Commonwealth v. Valsalka

Decision Date19 April 1897
Docket Number100
Citation181 Pa. 17,37 A. 405
PartiesCommonwealth v. Peter Valsalka, alias Wassel, Appellant
CourtPennsylvania Supreme Court

Argued March 22, 1897

Appeal, No. 100, T., 1897, by defendant, from judgment of O & T. Luzerne Co., April T., 1896, No. 133, on verdict of guilty of murder in the first decree. Affirmed.

Indictment for murder. Before BENNETT, J.

Verdict of murder in the first degree.

On a motion in arrest of judgment and for a new trial BENNETT, J filed the following opinion:

We will consider in their order the several reasons filed in support of this motion, -- the first four being directed to the alleged illegality of the indictment.

1. It is claimed that there was no legal indictment because the persons who found it were selected by jury commissioners who had not taken and filed in the office of the prothonotary the oath of office prescribed by art. 7, sec. 1, of the constitution, and therefore such commissioners were not legally qualified to act.

The record shows that this reason comes up under the following circumstances: Before pleading, defendant's counsel moved to quash the arrays of grand and petit jurors, as also the indictment, because, as alleged, the jury commissioners, S.W Taylor and J. F. Dohl, had never taken the oath in question, nor filed the same. At the request of the counsel for this motion, who had not sufficient evidence at hand to support the facts involved in it, the court was adjourned to enable the defendant to produce the jury commissioners to establish such fact.
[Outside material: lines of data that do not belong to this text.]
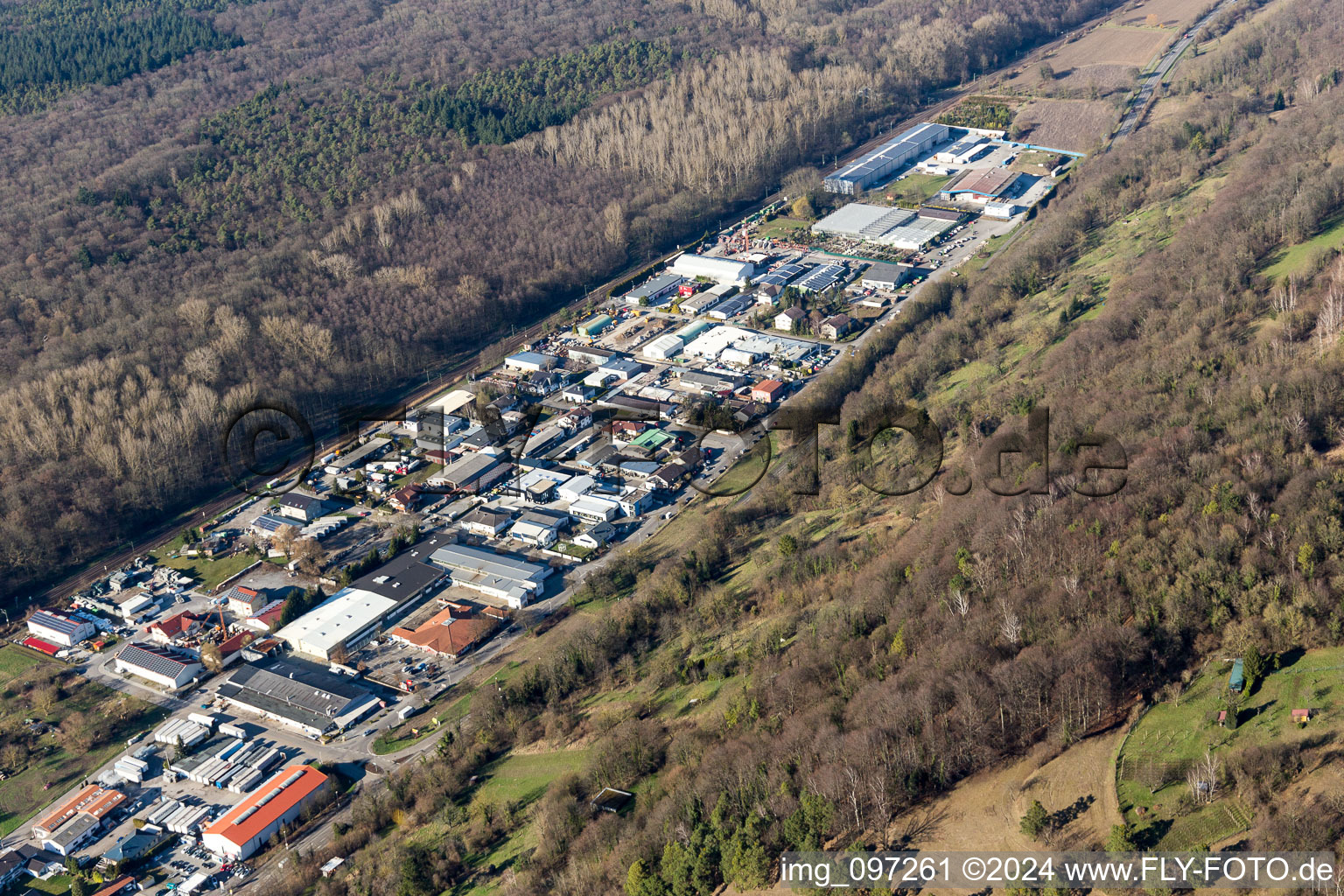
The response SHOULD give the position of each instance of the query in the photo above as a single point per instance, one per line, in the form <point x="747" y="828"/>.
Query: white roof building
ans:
<point x="336" y="622"/>
<point x="724" y="270"/>
<point x="663" y="348"/>
<point x="501" y="577"/>
<point x="60" y="629"/>
<point x="451" y="403"/>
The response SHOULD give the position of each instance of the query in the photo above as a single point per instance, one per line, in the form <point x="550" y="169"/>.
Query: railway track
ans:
<point x="211" y="508"/>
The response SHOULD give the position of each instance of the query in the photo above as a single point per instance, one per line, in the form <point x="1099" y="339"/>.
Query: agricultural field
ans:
<point x="82" y="725"/>
<point x="1066" y="124"/>
<point x="1300" y="258"/>
<point x="1167" y="14"/>
<point x="1151" y="775"/>
<point x="984" y="812"/>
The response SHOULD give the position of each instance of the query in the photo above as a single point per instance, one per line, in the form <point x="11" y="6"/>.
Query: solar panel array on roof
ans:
<point x="163" y="662"/>
<point x="781" y="276"/>
<point x="886" y="158"/>
<point x="270" y="522"/>
<point x="822" y="278"/>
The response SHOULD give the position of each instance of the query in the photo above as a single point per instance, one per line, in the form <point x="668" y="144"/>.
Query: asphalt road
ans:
<point x="1150" y="83"/>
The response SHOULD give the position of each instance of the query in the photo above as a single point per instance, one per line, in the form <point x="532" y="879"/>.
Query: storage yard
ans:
<point x="581" y="441"/>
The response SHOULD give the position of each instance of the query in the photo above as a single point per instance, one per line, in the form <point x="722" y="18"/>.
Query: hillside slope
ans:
<point x="792" y="670"/>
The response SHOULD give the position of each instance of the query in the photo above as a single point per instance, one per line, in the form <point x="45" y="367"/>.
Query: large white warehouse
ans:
<point x="883" y="163"/>
<point x="663" y="348"/>
<point x="724" y="270"/>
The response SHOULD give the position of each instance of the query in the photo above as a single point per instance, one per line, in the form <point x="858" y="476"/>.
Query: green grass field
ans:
<point x="1173" y="735"/>
<point x="1298" y="258"/>
<point x="49" y="762"/>
<point x="915" y="188"/>
<point x="206" y="572"/>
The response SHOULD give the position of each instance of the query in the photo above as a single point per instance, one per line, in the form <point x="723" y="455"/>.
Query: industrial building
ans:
<point x="692" y="329"/>
<point x="982" y="186"/>
<point x="73" y="822"/>
<point x="738" y="346"/>
<point x="730" y="308"/>
<point x="60" y="629"/>
<point x="160" y="665"/>
<point x="654" y="290"/>
<point x="887" y="158"/>
<point x="782" y="274"/>
<point x="298" y="695"/>
<point x="697" y="304"/>
<point x="92" y="801"/>
<point x="663" y="348"/>
<point x="860" y="220"/>
<point x="353" y="615"/>
<point x="883" y="276"/>
<point x="721" y="270"/>
<point x="822" y="278"/>
<point x="500" y="577"/>
<point x="539" y="529"/>
<point x="1002" y="210"/>
<point x="486" y="522"/>
<point x="449" y="404"/>
<point x="918" y="234"/>
<point x="246" y="828"/>
<point x="620" y="368"/>
<point x="358" y="457"/>
<point x="594" y="326"/>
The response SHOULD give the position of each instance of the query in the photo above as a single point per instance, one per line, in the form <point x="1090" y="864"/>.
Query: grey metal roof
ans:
<point x="654" y="286"/>
<point x="822" y="278"/>
<point x="894" y="152"/>
<point x="55" y="622"/>
<point x="300" y="690"/>
<point x="468" y="469"/>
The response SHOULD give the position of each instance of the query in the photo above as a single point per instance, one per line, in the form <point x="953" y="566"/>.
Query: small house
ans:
<point x="836" y="326"/>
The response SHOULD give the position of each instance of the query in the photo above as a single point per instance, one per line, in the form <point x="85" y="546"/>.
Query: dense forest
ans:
<point x="323" y="210"/>
<point x="925" y="637"/>
<point x="52" y="46"/>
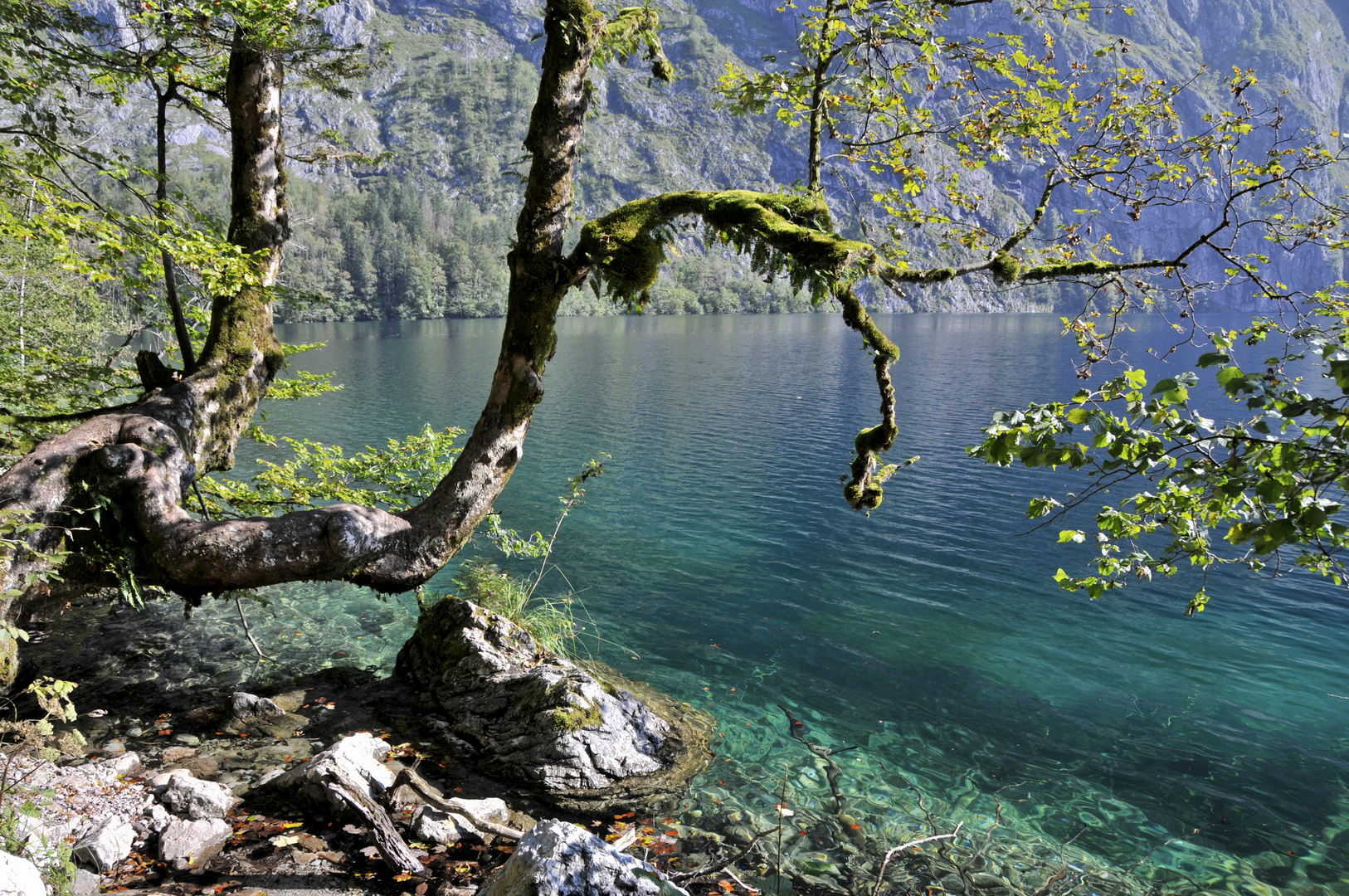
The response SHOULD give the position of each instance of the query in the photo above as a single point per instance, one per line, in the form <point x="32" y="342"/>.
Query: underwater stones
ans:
<point x="185" y="845"/>
<point x="177" y="753"/>
<point x="105" y="845"/>
<point x="577" y="737"/>
<point x="558" y="859"/>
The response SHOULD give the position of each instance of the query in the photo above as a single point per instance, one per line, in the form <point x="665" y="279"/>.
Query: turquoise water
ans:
<point x="719" y="553"/>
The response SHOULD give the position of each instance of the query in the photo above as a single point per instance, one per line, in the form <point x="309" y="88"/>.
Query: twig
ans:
<point x="722" y="865"/>
<point x="241" y="607"/>
<point x="743" y="885"/>
<point x="892" y="853"/>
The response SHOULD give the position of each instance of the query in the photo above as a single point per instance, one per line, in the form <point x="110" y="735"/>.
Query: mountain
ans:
<point x="424" y="234"/>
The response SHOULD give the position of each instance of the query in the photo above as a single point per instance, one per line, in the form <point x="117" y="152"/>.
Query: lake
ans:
<point x="718" y="560"/>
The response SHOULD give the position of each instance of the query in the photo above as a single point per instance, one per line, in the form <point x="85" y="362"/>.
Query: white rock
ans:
<point x="432" y="825"/>
<point x="359" y="757"/>
<point x="21" y="878"/>
<point x="105" y="845"/>
<point x="126" y="764"/>
<point x="85" y="884"/>
<point x="192" y="844"/>
<point x="558" y="859"/>
<point x="194" y="799"/>
<point x="478" y="811"/>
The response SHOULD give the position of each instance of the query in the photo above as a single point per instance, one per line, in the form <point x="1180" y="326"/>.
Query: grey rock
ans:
<point x="85" y="884"/>
<point x="558" y="859"/>
<point x="185" y="845"/>
<point x="107" y="845"/>
<point x="544" y="721"/>
<point x="19" y="878"/>
<point x="194" y="799"/>
<point x="248" y="708"/>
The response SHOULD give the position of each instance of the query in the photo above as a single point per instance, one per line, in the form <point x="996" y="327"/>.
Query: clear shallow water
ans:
<point x="719" y="553"/>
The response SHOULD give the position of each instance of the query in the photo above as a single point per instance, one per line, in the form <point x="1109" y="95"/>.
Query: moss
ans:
<point x="575" y="718"/>
<point x="780" y="232"/>
<point x="1006" y="267"/>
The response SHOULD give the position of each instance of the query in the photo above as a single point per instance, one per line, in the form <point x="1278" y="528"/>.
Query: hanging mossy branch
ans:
<point x="625" y="32"/>
<point x="780" y="232"/>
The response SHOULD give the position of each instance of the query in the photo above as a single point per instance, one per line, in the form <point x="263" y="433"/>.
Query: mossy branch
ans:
<point x="792" y="234"/>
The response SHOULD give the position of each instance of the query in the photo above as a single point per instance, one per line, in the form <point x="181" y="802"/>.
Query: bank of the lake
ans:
<point x="718" y="560"/>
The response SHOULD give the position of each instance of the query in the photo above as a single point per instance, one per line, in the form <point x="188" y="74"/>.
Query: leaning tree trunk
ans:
<point x="146" y="460"/>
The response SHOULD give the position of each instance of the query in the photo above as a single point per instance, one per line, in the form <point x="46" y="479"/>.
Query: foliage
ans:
<point x="26" y="744"/>
<point x="57" y="353"/>
<point x="1260" y="490"/>
<point x="394" y="478"/>
<point x="549" y="621"/>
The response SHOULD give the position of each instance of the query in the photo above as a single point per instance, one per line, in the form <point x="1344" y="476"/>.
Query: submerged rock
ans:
<point x="248" y="708"/>
<point x="579" y="737"/>
<point x="558" y="859"/>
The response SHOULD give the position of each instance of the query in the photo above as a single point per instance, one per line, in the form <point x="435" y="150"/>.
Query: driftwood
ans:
<point x="349" y="777"/>
<point x="428" y="792"/>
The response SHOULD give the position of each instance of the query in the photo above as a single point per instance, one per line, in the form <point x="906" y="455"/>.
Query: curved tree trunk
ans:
<point x="148" y="459"/>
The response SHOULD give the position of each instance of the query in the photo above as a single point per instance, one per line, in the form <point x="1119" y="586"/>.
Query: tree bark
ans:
<point x="144" y="460"/>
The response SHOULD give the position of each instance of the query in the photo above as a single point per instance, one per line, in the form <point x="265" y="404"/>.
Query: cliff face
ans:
<point x="424" y="234"/>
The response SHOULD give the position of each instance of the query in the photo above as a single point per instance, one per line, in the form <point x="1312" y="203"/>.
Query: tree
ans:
<point x="981" y="105"/>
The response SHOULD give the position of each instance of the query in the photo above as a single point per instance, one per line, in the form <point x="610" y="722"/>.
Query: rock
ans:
<point x="443" y="827"/>
<point x="126" y="764"/>
<point x="558" y="859"/>
<point x="202" y="767"/>
<point x="185" y="845"/>
<point x="85" y="883"/>
<point x="248" y="708"/>
<point x="194" y="799"/>
<point x="21" y="878"/>
<point x="583" y="741"/>
<point x="107" y="845"/>
<point x="290" y="700"/>
<point x="360" y="760"/>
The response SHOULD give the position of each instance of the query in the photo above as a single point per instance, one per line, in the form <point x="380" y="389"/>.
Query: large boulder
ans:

At the meeting of the court, these persons were produced and sworn, and from their evidence, it appeared that they had taken, reduced to writing and signed the oath of office before the deputy recorder, in the office of that officer, and had there left it, -- this being before the beginning of their official terms. That they supposed, from information received upon inquiry, that this was all that the law required of them in that behalf. We thereupon found, as matter of fact, that these officers took the oath prescribed by the constitution, and we overruled the motion, -- adding, in our ruling, that even though the oath was not filed in the prothonotary's office, that would not be a sufficient reason for allowing the motion, in that the portion of the constitution relating to the filing of the oath, is directory rather than mandatory. The first clause of sec. 1, art. 7, constitution, requires . . . county officers, before entering upon the duties of their respective offices, to take and subscribe the form of oath there given; the next clause requires such oath to be administered by some person authorized to administer oaths . . . and in case of county officers, that it shall be filed in the office of the prothonotary of the proper county; and the next provides "and any person refusing to take said oath or affirmation shall forfeit his office." Our meaning at the time of overruling this motion would have been more clearly expressed had we said that the clause prescribing a forfeiture of office has reference merely to the refusal to take the oath, and the failure to file it is not a cause of forfeiture, nor is the filing a prerequisite to the right and qualification of the officer to enter upon the duties; but such filing is directed merely for the purpose of preserving the oath as evidence that it has been taken, and the act of filing may be performed at any time.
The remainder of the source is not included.